TRAI issued "The Telecom Commercial Communications Customer Preference Regulations, 2010" on December 1, 2010, which came into force from September 27, 2011
NEW DELHI, INDIA: To curb the menace of unsolicited business calls, the Telecom Regulatory Authority of India (TRAI) has decided to disconnect the unauthorised telemarketers immediately and blacklist them for two years, an official document has said.
TRAI said it has taken a series of measures to regulate the telecom arena better. Among the steps it has taken - and uploaded on its site Monday - to disconnect, after due investigation, all the telecom resources allotted to such unauthorised subscriber if there is a complaint of Unauthorised Commercial Communications (UCC). This provision comes into force with immediate effect.
Secondly, the name and address of such subscribers will be entered into a blacklist for a period of two years to be maintained separately for this purpose.
"Upon entry in the blacklist, all access providers shall disconnect the telecom resources provided by it to such subscriber within 24 hours. No telecom resources will be allotted to such blacklisted subscriber by any access provider. This provision comes into force within 30 days from the date of publication in the Gazette."

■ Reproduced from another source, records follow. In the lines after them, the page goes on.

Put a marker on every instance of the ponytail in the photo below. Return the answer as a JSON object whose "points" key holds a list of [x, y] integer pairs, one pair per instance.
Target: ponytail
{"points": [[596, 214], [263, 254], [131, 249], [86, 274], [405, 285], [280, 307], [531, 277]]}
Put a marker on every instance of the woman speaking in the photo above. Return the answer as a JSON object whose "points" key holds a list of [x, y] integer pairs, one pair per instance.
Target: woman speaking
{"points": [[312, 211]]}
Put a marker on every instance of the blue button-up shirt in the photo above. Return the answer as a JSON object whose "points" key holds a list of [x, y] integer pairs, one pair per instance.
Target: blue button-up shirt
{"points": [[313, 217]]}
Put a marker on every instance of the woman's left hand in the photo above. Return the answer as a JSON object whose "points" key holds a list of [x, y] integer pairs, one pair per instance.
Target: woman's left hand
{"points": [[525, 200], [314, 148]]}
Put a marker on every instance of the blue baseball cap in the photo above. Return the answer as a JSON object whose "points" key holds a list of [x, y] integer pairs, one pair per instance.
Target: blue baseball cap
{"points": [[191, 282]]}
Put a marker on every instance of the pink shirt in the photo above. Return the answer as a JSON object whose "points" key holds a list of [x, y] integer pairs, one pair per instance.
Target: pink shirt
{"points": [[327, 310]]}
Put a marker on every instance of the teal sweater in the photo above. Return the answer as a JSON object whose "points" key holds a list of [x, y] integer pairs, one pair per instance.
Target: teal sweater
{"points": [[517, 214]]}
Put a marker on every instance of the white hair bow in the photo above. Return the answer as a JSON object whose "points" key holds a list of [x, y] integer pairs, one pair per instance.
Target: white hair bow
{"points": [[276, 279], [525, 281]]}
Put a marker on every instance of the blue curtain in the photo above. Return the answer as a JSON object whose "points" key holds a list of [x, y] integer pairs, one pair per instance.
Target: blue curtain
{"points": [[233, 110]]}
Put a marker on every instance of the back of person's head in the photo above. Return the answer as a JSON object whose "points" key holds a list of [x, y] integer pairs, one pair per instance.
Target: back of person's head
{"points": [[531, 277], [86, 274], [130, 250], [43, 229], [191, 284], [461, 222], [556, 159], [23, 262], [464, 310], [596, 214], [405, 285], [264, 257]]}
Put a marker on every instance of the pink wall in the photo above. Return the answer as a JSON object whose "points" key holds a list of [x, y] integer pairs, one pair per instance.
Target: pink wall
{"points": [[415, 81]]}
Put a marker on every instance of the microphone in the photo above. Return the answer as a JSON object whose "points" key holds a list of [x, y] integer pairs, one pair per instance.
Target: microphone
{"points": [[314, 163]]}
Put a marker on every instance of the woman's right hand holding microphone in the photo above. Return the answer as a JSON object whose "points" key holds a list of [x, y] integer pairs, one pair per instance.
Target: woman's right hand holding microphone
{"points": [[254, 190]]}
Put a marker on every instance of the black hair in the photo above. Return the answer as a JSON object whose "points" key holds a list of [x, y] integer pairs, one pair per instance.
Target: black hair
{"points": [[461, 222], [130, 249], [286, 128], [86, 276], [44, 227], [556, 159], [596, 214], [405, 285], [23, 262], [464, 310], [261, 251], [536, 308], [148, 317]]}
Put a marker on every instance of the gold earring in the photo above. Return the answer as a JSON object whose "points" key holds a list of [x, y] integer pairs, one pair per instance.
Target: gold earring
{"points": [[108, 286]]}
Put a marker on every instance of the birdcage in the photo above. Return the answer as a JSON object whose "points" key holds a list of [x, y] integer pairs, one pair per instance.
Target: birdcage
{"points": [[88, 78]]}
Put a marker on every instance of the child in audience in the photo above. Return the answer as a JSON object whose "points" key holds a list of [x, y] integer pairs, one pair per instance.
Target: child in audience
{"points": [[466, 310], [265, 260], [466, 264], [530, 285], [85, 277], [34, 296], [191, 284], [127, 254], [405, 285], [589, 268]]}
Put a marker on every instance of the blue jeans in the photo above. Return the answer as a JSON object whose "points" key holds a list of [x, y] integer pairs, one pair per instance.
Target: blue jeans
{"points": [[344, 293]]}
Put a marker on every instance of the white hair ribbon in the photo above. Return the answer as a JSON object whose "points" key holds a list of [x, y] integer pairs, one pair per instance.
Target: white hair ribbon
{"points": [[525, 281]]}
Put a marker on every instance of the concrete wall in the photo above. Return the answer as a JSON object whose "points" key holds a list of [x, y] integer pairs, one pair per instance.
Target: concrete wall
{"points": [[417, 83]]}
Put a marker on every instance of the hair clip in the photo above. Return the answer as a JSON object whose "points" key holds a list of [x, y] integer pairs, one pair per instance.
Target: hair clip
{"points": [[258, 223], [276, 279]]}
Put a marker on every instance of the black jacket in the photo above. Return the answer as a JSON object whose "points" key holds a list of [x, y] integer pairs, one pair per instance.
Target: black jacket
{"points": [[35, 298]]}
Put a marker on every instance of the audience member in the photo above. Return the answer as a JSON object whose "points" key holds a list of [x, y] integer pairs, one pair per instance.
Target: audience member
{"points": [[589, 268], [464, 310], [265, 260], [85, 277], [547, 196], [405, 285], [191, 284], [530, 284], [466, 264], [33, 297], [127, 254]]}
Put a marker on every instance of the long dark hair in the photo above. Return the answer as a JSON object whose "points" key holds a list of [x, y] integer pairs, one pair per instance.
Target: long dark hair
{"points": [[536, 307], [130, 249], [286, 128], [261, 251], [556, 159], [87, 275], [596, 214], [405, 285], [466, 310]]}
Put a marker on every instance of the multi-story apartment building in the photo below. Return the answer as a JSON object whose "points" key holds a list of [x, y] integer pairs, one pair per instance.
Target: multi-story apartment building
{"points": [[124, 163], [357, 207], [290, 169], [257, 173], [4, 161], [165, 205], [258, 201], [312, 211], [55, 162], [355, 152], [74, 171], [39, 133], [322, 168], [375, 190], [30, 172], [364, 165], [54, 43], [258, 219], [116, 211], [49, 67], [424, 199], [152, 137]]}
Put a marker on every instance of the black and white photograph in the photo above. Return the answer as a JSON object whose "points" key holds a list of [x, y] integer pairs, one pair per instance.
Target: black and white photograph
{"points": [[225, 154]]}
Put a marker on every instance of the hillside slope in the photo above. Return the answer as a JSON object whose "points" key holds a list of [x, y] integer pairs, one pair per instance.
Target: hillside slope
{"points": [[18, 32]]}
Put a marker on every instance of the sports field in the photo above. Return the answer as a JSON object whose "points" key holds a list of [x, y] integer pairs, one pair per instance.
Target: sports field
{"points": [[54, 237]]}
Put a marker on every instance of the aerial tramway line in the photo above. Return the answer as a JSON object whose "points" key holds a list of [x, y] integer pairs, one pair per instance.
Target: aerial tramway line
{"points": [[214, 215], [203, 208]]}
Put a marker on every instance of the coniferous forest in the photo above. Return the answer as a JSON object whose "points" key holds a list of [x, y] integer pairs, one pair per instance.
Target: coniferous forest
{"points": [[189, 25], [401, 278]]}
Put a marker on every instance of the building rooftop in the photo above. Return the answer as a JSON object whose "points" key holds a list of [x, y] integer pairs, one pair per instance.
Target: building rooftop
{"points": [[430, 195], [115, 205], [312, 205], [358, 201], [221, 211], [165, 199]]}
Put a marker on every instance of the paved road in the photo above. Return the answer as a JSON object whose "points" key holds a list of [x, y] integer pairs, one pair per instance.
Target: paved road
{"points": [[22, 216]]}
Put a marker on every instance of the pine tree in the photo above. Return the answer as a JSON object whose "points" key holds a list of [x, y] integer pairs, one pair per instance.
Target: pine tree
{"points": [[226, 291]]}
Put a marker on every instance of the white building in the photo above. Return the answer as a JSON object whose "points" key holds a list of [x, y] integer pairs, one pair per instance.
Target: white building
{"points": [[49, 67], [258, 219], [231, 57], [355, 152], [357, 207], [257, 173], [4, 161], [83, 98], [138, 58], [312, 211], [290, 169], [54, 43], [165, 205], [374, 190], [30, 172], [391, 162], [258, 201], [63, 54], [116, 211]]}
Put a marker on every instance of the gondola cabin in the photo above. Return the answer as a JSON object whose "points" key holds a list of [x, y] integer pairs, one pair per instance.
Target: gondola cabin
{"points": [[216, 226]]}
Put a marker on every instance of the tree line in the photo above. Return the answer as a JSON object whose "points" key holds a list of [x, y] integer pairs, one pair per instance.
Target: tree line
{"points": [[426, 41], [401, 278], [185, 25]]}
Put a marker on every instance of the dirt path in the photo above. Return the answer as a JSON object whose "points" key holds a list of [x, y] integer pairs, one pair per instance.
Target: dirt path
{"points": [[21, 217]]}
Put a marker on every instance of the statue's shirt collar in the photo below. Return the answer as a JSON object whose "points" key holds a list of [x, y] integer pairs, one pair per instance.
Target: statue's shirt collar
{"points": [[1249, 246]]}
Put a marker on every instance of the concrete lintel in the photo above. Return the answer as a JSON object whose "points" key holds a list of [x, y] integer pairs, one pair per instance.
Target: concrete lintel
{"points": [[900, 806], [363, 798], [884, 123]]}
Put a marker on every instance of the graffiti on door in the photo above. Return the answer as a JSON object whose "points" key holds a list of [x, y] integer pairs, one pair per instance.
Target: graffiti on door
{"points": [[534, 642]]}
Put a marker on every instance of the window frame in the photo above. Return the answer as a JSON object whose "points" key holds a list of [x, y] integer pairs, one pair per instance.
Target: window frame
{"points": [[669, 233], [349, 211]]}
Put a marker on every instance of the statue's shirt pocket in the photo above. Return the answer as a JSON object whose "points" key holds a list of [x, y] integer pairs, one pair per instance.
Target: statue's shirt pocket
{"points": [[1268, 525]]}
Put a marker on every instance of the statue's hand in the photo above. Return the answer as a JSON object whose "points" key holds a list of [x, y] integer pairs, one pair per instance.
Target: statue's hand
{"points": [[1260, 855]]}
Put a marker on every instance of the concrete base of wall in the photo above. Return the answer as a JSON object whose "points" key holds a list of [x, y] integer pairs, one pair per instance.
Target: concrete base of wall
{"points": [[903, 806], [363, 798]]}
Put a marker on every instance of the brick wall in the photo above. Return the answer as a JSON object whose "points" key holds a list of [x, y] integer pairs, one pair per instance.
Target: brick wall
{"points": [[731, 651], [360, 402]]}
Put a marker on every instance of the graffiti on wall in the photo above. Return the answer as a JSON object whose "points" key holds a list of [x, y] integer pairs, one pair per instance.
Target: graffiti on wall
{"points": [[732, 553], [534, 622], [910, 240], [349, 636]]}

TRAI issued "The Telecom Commercial Communications Customer Preference Regulations, 2010" on December 1, 2010, which came into force from September 27, 2011.
Subsequently, for addressing the operational issues and for tightening the regulatory framework, it issued a number of amendments to the principal regulations, besides directions from time to time.
The Telecom Commercial Communications Customer Preference (Twelfth Amendment) Regulations, 2013, has been issued to further tighten the regulatory framework and also for addressing implementation issues, especially relating to commercial communication from subscribers indulging in telemarketing activities without registering as a telemarketer with TRAI.
The document said: "The Authority has also observed that such unregistered telemarketers deliberately masquerade themselves as normal subscribers for indulging in telemarketing activities by using cheap Special Tariff Vouchers. Such subscribers, without any such rights, avoid payment of promotional or any other tariff (or deposits) as may be payable by registered telemarketers."
"They also circumvent the process laid down by the Authority for registration of telemarketers and the procedures for telemarketing by registered telemarketers. Such unregistered telemarketers acting in the guise of normal subscribers indulge in sending unsolicited commercial communications to even customers registered in NCPR (National Customer Preference Registry), for not receiving unsolicited commercial communications."
In another such release, TRAI said: "‘The Short Message Services (SMS) Termination Charges Regulations, 2013', which prescribes cost-based SMS Termination Charge as 2 paise per SMS and amendment to the Telecom Commercial Communications Customer Preference Regulations, 2010, which prescribes a transactional SMS charge of 5 paise per transactional SMS. These regulations will be applicable from 1st June 2013."
SMS termination charges are the charges payable by originating access provider to the terminating access provider for each SMS, terminated by it on the network of Terminating Access Provider.